The surge in natural gas demand from Europe has led to a surge in prices that has devastated emerging economies in other parts of the world and this devastation could drag on for years, Bloomberg reports.

“Energy security concerns in Europe are driving energy poverty in the emerging world,” Saul Kavonic, Credit Suisse energy analyst, told Bloomberg. “Europe is sucking gas away from other countries whatever the cost.”

The fact is that European countries can afford to pay a premium for natural gas while poorer nations such as Pakistan or Bangladesh don’t have the money to afford such a premium. Pakistan, by the way, is already suffering blackouts for most of the day and there is little chance of that changing anytime soon because of exorbitant LNG prices.

“Suppliers don’t need to focus on securing their LNG to low affordability markets,” Wood Mackenzie analyst Raghav Mathur told Bloomberg. What’s more, the spot market is so lucrative at the moment that producers can breach their long-term contracts and afford to pay the penalties with money made on that market.

The situation is unlikely to change in the observable future. On the contrary, Europe is building LNG import terminals, meaning the current level of demand might extend over a longer period of time despite the EU’s bold emission-cutting ambitions.

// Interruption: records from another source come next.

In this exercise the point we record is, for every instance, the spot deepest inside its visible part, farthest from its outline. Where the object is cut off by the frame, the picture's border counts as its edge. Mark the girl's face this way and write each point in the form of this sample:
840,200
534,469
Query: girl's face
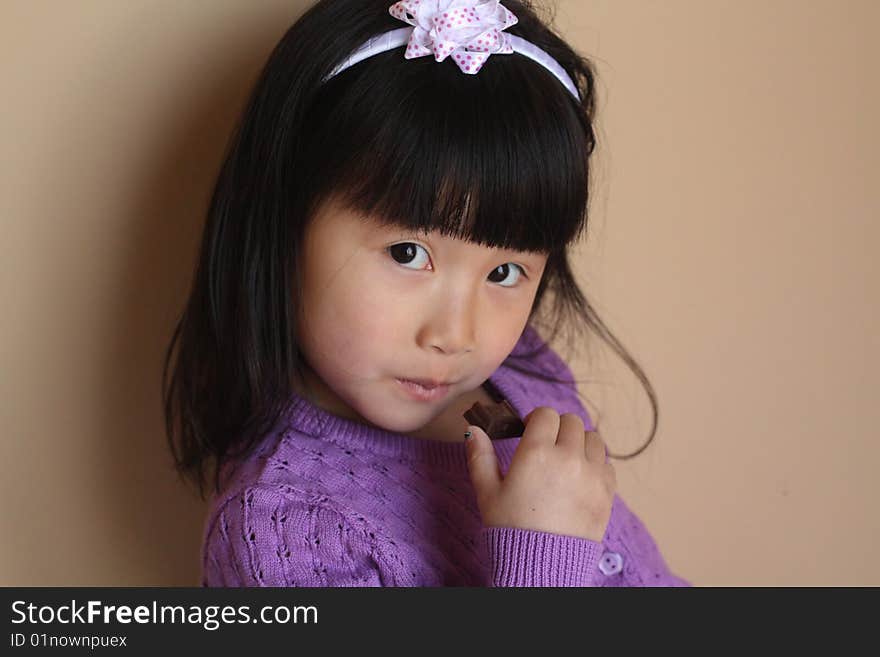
381,304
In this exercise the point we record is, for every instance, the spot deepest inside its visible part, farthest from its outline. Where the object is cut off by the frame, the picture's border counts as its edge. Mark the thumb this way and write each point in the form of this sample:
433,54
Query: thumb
482,462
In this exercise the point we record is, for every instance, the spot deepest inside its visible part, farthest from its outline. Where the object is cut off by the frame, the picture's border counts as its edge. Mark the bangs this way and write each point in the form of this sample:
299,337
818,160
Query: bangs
499,158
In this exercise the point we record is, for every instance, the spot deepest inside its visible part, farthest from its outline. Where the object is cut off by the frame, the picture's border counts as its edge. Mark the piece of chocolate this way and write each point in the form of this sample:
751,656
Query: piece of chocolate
497,420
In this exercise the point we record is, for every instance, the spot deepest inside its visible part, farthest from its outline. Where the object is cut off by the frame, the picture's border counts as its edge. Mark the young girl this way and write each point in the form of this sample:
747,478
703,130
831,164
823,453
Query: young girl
394,208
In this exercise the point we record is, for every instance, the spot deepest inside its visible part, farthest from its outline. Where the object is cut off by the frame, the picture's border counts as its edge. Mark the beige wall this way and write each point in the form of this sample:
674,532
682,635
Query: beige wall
735,254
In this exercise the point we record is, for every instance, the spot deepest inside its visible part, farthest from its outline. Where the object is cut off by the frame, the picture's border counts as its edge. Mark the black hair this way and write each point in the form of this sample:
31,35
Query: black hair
501,158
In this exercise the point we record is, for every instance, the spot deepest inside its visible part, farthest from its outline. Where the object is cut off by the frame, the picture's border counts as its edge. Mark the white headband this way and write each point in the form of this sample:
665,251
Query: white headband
469,31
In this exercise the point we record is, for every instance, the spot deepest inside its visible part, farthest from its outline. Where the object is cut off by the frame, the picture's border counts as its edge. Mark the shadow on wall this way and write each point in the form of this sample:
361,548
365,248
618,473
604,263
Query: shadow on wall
154,520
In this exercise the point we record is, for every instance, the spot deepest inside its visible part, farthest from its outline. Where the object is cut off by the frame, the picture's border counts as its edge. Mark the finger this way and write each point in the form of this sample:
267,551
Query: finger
482,463
571,432
595,447
542,427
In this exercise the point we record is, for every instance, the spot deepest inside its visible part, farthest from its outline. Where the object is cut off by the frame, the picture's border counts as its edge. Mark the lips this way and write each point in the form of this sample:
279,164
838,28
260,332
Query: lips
428,383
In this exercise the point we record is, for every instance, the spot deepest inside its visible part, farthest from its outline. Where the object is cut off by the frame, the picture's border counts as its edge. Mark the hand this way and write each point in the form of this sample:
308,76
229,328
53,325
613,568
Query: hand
558,480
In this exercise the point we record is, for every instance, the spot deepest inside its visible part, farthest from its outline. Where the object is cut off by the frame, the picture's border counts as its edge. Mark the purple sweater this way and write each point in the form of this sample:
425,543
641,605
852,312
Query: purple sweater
326,501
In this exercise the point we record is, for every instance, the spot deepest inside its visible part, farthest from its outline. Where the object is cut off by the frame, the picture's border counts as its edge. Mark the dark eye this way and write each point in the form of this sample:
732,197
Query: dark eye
409,254
502,271
405,252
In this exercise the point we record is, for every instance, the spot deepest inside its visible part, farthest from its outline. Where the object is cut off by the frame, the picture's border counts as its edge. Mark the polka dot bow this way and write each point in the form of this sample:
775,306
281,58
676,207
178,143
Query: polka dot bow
468,30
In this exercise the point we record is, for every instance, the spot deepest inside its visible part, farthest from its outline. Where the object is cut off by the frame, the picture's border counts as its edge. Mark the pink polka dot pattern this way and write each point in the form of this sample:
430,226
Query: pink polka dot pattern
468,30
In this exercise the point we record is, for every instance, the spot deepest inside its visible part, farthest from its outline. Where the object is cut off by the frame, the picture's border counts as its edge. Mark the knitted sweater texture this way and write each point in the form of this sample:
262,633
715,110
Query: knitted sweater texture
325,501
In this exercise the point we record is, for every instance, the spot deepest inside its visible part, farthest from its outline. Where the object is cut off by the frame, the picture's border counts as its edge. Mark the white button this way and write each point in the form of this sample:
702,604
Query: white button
611,563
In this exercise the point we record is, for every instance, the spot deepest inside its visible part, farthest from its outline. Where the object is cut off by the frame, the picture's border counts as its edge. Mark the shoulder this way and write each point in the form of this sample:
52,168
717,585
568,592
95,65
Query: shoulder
548,380
261,535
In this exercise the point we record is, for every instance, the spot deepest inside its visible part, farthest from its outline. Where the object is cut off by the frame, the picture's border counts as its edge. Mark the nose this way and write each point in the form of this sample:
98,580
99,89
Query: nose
449,322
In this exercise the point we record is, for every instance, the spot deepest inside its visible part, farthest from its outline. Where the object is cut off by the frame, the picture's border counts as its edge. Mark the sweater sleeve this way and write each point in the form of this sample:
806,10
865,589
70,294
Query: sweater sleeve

And this means emerging economies’ energy supply troubles may well extend over a longer period of time as well as they are forced to compete for the limited supply of LNG with some of the wealthiest economies in the world.

Russia, meanwhile, is only too happy to step in and supply LNG to Pakistan, which is only too happy to take it. As the Pakistani ambassador to Russia told TASS news agency recently, “If the rich countries take away all the LNG, what is going to happen to us?”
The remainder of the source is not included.